E nos maus momentos também, Risos e Choros. Concluo que a vida é uma aprendizagem continua. Dia a dia vai-se subindo de degrau. Em cada um encontramos alguém dando-nos a mão e muita força.

Desde pequena segui com a ajuda dos meus pais, avós, padrinhos, tios, professores… todos aqueles que me amavam. Se tropeçava lá estavam levantando-me. Cuidando de mim. Ensinando como devia andar. O que estava certo e errado. Como criança dócil poucas vezes desobedecia.

Ao longo dessa grande caminhada, muitos amigos apareceram para tornar a caminhada menos árdua. E foram tantos! Alguns permaneceram a meu lado até hoje. Outros ficaram parados nalgum patamar. As asas do destino ou não sei o quê separaram-nos. Bastantes tombaram para sempre desses degraus. Nunca mais os vi. Aqueles que mais me ampararam, não estão ao meu redor. Olho para a direita, para a esquerda, para trás e não os vejo na escada da vida. Só em sonhos me visitam. Fico tão alegre e satisfeita ao ouvir suas vozes! Depois resto triste por apenas os poder contemplar nas minhas noites, não nos meus dias.
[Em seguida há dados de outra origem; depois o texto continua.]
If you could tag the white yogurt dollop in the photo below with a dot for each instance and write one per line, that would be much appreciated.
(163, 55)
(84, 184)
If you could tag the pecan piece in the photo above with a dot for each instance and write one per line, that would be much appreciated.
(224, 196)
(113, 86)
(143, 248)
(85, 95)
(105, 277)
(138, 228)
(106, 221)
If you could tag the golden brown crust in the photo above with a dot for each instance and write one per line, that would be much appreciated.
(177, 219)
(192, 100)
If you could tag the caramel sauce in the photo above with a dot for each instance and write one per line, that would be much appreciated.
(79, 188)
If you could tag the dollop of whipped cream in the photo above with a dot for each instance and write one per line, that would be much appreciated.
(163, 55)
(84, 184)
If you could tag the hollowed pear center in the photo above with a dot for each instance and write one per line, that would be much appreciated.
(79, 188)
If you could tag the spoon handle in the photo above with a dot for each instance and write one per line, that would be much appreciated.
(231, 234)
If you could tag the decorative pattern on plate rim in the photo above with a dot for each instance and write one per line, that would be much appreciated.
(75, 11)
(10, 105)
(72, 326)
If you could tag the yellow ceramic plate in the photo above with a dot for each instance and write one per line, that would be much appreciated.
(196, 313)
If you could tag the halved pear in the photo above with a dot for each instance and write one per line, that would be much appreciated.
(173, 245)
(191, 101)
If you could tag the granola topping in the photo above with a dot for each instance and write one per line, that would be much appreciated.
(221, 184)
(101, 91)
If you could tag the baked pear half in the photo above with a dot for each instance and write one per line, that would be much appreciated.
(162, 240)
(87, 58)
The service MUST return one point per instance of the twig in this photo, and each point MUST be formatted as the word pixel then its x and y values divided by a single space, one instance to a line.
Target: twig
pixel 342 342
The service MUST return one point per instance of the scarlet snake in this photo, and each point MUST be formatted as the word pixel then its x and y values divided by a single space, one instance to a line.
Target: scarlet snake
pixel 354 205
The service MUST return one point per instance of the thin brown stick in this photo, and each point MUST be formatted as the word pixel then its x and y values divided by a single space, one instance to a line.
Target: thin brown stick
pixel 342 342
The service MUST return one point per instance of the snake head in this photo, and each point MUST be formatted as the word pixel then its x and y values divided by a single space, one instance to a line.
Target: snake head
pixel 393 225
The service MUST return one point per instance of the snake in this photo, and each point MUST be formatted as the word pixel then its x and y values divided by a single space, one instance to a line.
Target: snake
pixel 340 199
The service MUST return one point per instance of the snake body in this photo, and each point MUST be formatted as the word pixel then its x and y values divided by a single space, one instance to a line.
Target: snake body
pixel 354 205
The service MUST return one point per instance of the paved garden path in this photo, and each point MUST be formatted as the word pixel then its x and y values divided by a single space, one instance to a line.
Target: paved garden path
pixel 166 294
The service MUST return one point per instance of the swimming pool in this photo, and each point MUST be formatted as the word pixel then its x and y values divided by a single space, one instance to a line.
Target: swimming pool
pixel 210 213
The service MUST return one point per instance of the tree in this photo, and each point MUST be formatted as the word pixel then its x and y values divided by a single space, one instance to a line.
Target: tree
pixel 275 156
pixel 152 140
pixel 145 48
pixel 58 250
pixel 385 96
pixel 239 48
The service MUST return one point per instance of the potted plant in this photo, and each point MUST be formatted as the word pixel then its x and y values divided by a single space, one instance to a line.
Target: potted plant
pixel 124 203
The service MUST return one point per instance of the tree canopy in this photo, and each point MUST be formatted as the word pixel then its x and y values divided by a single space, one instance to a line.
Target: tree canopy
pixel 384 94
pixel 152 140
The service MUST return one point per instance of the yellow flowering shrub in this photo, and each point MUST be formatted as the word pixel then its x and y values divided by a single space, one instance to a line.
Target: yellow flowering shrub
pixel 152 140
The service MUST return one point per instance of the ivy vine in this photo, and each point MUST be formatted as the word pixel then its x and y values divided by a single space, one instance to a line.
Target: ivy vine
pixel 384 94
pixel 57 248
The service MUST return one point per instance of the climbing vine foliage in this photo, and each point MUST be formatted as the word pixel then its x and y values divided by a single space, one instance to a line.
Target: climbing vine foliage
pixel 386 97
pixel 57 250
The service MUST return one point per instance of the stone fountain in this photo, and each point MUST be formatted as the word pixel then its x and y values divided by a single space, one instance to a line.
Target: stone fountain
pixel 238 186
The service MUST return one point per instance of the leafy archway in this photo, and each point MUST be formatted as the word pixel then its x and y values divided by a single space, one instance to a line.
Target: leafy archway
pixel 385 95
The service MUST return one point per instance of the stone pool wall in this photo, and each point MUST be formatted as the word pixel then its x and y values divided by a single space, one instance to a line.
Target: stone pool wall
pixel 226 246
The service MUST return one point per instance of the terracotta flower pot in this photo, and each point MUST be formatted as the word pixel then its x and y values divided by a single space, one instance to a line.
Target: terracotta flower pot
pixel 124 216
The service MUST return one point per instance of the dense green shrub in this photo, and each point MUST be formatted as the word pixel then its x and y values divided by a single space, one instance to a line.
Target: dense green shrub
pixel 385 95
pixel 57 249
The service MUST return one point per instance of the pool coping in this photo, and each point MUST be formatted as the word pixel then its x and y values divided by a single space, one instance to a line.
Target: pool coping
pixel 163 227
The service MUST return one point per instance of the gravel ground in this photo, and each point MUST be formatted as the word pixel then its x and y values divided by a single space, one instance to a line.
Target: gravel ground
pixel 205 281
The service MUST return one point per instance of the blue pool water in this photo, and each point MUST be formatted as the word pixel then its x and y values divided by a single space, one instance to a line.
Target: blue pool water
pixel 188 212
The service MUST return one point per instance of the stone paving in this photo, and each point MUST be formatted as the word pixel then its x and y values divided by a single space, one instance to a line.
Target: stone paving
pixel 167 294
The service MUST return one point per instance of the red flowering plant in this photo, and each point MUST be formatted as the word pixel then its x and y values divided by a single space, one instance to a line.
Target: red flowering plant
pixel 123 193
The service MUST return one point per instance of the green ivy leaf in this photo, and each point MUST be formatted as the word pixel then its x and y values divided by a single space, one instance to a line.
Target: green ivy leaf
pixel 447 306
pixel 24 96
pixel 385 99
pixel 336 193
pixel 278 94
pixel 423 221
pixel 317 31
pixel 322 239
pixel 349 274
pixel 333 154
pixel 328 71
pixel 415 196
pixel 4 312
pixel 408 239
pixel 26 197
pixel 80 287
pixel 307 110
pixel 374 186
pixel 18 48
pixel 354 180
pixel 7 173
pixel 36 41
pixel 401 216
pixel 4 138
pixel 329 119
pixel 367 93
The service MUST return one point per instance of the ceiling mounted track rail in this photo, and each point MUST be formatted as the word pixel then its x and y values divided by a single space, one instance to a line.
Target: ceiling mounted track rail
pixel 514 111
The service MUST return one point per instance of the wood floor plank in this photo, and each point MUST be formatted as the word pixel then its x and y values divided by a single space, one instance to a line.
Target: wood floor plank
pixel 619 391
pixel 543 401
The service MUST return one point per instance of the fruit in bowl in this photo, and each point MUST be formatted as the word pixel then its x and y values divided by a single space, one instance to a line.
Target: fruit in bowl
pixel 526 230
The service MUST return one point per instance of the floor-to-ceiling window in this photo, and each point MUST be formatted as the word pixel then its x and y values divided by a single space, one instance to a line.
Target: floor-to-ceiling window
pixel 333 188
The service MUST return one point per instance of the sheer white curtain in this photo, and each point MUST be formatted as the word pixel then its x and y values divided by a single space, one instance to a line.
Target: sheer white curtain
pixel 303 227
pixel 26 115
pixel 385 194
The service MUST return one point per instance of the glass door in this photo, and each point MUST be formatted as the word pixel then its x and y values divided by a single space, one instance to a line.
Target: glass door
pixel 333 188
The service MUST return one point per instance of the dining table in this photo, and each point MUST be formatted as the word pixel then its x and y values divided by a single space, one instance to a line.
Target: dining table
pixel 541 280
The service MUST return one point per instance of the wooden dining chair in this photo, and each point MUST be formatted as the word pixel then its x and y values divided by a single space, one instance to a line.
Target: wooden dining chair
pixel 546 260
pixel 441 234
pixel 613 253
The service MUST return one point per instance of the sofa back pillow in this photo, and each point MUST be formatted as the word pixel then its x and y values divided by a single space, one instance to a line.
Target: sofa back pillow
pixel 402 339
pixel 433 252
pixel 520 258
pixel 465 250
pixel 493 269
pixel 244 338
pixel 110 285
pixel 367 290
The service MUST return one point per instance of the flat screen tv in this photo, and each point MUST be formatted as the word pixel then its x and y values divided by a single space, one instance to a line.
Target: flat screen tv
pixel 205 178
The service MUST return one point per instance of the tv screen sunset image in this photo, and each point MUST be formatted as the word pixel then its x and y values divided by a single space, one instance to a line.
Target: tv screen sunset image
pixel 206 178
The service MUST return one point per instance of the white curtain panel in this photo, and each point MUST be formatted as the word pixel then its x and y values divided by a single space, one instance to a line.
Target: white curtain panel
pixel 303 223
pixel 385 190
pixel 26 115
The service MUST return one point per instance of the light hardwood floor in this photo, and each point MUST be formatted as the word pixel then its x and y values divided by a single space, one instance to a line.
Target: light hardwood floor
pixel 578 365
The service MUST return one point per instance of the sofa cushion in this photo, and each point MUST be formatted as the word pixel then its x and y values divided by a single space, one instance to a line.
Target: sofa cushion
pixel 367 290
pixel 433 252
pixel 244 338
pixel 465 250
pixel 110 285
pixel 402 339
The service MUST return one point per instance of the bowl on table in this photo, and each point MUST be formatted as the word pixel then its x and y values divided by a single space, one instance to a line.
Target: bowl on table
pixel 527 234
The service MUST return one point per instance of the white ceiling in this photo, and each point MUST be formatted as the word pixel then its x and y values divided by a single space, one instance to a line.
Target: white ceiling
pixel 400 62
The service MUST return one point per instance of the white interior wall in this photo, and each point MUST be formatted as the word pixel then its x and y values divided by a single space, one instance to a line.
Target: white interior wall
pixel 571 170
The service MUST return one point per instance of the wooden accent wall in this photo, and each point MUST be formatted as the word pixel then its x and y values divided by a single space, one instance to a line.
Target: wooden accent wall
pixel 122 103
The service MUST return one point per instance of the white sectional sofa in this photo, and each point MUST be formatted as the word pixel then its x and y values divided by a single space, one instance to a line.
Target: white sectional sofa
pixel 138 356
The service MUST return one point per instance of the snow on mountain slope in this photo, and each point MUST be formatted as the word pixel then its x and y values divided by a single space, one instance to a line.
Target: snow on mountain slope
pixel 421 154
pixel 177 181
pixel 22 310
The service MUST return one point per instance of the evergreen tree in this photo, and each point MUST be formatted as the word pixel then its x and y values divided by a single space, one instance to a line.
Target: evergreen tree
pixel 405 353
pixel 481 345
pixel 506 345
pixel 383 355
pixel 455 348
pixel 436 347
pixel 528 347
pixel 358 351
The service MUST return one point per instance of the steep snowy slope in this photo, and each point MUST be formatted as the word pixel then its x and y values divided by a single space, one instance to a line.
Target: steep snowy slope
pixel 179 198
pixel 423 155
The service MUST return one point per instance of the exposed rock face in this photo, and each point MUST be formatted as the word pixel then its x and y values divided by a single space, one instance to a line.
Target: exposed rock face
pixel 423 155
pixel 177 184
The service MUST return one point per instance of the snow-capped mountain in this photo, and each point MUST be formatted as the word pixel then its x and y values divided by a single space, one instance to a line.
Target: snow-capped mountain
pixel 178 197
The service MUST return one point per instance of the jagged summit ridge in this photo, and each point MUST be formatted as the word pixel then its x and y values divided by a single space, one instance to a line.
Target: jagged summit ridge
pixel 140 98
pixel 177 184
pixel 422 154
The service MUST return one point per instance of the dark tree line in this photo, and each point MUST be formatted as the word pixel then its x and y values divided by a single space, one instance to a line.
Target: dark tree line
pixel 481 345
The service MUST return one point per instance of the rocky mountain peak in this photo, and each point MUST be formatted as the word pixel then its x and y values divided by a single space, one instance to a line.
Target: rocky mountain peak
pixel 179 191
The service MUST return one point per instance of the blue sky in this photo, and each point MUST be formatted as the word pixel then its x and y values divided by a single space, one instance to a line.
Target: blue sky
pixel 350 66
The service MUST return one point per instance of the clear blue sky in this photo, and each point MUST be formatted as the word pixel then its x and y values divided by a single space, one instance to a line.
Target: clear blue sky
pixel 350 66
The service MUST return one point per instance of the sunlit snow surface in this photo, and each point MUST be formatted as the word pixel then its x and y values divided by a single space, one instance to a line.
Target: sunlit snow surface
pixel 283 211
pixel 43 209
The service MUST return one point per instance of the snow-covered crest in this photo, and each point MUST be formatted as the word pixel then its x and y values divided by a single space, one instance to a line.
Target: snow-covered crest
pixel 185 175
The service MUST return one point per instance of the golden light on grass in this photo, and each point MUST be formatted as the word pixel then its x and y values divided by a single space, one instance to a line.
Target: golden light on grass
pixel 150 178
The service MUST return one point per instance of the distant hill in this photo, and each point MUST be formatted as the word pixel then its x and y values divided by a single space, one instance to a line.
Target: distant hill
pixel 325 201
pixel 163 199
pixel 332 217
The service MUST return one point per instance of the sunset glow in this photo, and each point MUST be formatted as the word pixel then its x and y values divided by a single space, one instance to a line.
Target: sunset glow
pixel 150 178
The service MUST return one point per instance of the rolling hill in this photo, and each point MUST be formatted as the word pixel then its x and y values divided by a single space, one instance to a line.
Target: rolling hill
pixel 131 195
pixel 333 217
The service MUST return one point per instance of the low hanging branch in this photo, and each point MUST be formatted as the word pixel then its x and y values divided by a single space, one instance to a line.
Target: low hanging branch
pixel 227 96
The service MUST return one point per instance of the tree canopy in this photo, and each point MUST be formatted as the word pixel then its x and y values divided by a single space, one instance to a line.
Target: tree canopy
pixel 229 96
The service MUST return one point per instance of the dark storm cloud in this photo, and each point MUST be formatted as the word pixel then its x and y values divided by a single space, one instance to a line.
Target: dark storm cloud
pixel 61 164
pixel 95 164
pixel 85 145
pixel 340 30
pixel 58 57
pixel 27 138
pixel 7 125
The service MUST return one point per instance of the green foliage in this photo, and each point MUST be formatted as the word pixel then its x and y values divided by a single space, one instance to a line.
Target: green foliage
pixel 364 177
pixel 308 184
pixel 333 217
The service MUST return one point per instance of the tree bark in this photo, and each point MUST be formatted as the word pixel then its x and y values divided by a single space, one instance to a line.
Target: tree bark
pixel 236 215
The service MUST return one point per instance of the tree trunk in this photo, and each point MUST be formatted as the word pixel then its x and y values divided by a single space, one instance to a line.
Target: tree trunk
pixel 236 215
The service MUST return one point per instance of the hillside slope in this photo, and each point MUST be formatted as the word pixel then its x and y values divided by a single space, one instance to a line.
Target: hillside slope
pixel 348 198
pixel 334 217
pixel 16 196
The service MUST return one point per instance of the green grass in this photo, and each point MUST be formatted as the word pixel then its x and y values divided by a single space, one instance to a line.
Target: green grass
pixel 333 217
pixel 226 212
E continuo subindo. Os meus olhos não conseguem alcançar o fim dessa escadaria. Não sei se falta muito percurso para terminar este passeio. Ás vezes sinto-me cansada! Apetece-me descansar. Noutras surge a força e a alegria suficientes para continuar.

Costumo dizer que a vida corre como um fio de água num regato, desliza sem sentirmos. Com as noites uns dias morrem, com as manhãs outros nascem. E cada um é uma surpresa.

 

Epifânia Palindra

 

publicado por DN às 11:33


Dora, tive o privilégio de ler este texto na sua versão total e digo-te já que o mesmo é um espectáculo.
Apetece-me cerrar os olhos e deixar-me embalar pela doçura, carinho e emoção que encontro nestas palavras. Vogar saboreando a força das mesmas, transpor degraus, mais degraus e mais degraus. Chegar também mais perto da luz, da claridade, tocar-lhe com os dedos, incendiar o meu coração com ela e despejá-la em pequenos flocos sobre todos aqueles que sentem o peso da escuridão. Estas palavras fazem-me sonhar…Sonhar que também todos os meus pássaros se vão libertar das suas gaiolas e que as suas asas não esbarrarão nas grades da vida. Que eles vão voar cada vez mais alto tocando o céu, pousando nas amendoeiras, dando cor ao mar, trazendo consigo gaivotas de paz. E então em cada degrau haverá uma força a puxar-nos: num um ribeirinho a correr, noutro uma criança sorrindo, mais acima uma flor oferecendo-nos as suas pétalas, mais acolá um coração amigo de braços abertos. E então galgaremos os degraus sorrindo, esperando pelo próximo, gozando-os, apreciando-os, saboreando-os um a um.
Guardaremos a chave bem apertada na mão e quando chegarmos ao último abriremos a porta. Lá dentro as flores, as nossas flores, não deixarão de nos sorrir…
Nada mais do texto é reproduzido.